Na soberba mansão dos Penaguião, ao cimo de Campolide, com vista para o Aqueduto das Águas Livres, a grande noite chegara. Pelo portão que dava acesso ao imenso jardim que cercava a residência, entravam os Chrysler, os Cadillac, os Chevrolet, dos convidados que Álvaro e as filhas recebiam à porta de forma efusiva. Dava nas vistas o Fiat 508 Balilla do clínico Carlos Açafrão. O Comandante Carapau, que ainda se encontrava no jardim da mansão, ficou a admirar as linhas do carro desportivo do médico e não resistiu a comentar com visível despeito:

- Não sei onde este calhordas ganha dinheiro para comprar um carro desta categoria. Como médico não é de certeza absoluta. Passa mais tempo a embebedar-se do que a ver doentes. Um calhordas!

Nesse mesmo instante, chegavam o conde de Serpa e a magnífica Luísa Serpa, cabelo cortado como o da célebre actriz Claudette Colbert, vestido negro, justo, que lhe realçava as formas, decote generoso denunciando um peito redondo, burilado por cinzel de escultor.

- Esta Luísa Serpa é tão gostosa que só de olhar fico arrepiado. Veja-me aquele corpo. Só pode ser uma obra do Diabo para nos fazer perder a cabeça – murmurou o Coronel Carolino para o deputado Perdigoto.

- Nem pense. É obra de Deus. A nobreza nacional não morreu com a República e ela é um belo exemplar da melhor aristocracia portuguesa. Filha do barão de Ornelas e, segundo sei, com sangue dos Bragança, mais precisamente de el-rei Dom João Sexto.
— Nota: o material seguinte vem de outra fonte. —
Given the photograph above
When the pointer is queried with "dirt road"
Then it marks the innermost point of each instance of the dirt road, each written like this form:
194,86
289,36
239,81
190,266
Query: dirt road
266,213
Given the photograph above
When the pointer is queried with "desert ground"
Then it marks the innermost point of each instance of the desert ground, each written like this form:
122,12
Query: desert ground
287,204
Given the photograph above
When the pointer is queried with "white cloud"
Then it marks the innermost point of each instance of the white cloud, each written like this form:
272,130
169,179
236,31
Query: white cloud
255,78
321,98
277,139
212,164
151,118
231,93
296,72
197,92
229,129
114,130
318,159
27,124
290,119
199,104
O marido é que não passa de um bebedolas. O avô aproveitou a venda de títulos, durante o Liberalismo, e é conde. Conde de mercearia! Mal empregada uma fêmea deste calibre nas mãos de um marialva decrépito. Que Deus tenha piedade dela!
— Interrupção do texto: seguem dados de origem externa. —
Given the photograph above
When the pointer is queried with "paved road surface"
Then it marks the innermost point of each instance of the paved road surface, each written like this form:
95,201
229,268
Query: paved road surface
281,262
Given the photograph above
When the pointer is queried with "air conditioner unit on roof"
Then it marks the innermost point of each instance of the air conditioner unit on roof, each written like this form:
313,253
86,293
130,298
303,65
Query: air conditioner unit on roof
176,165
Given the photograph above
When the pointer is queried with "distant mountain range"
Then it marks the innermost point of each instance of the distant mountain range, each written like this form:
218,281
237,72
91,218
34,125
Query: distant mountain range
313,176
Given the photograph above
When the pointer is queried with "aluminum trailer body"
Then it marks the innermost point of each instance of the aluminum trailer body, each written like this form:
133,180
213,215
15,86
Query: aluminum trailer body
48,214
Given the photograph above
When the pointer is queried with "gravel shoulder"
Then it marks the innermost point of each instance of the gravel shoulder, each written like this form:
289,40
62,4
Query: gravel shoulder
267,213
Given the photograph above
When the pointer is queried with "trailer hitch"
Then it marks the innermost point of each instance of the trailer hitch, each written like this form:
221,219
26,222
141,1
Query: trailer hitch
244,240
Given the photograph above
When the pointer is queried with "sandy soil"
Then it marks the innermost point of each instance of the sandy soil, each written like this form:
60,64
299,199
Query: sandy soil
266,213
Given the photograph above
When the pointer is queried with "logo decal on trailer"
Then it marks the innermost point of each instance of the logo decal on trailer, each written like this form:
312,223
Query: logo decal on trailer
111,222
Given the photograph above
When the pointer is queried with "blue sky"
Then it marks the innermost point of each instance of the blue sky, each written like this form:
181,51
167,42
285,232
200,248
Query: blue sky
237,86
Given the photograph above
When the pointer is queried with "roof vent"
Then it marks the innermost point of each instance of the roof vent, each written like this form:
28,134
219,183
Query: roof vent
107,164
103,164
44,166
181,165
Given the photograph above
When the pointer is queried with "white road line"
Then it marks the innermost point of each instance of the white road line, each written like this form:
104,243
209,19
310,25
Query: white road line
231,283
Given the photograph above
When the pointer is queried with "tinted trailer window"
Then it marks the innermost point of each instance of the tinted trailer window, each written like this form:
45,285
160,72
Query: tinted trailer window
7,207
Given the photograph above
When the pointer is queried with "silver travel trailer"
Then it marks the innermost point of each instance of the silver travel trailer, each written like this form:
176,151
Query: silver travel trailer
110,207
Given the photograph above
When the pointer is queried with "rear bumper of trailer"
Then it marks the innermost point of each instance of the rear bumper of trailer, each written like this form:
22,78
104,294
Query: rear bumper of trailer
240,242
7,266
O deputado levantou a mão para esconder a boca quando decidiu informar do mais importante escândalo:

- E nem um nem outro apoiam a Causa! Continuam monárquicos e, julgo, com algum desprezo por Sua Excelência, o Senhor Professor.

Enquanto os salões se animavam para o trágico jantar, não era sobre Deus que D. Berta escutava a sogra demente, ajudando-a a embonecar-se para a festa. A loucura da velha tornava-a visionária de mundos misteriosos para além dos caminhos terrenos e da fé cristã.

- Esta noite, o Maldito não me deixou dormir. Disfarçou-se de mulher. Linda por fora, por dentro atulhada de serpentes, muitas serpentes que se escondiam nas pernas, novelos delas na barriga e no peito, sabendo todas as artimanhas que o Maléfico lhes ensinou. Sorriu docemente para mim e quando lhe estendi a mão, enganada pela falsa bondade, soltaram-se as cobras. Jesus, Maria Santíssima! – o rosto de D. Prudência engelhou-se ainda mais, como se revivesse aquele instante, e ganiu o resto do conto: - Saíam pelo nariz, pela boca e pelos ouvidos, apertando-me o pescoço, enquanto outras procuravam sufocar o meu marido. Valeram-me os três padres-nossos que gemi, aflita, e três sinais-da-cruz que as afugentaram quando já clareava o dia. Jesus, Maria Santíssima! – concluiu, ofegante.

Berta soltou uma gargalhada, enquanto lhe compunha os brincos de filigrana.

- Foi um pesadelo. Já passou – comentou, bem-disposta.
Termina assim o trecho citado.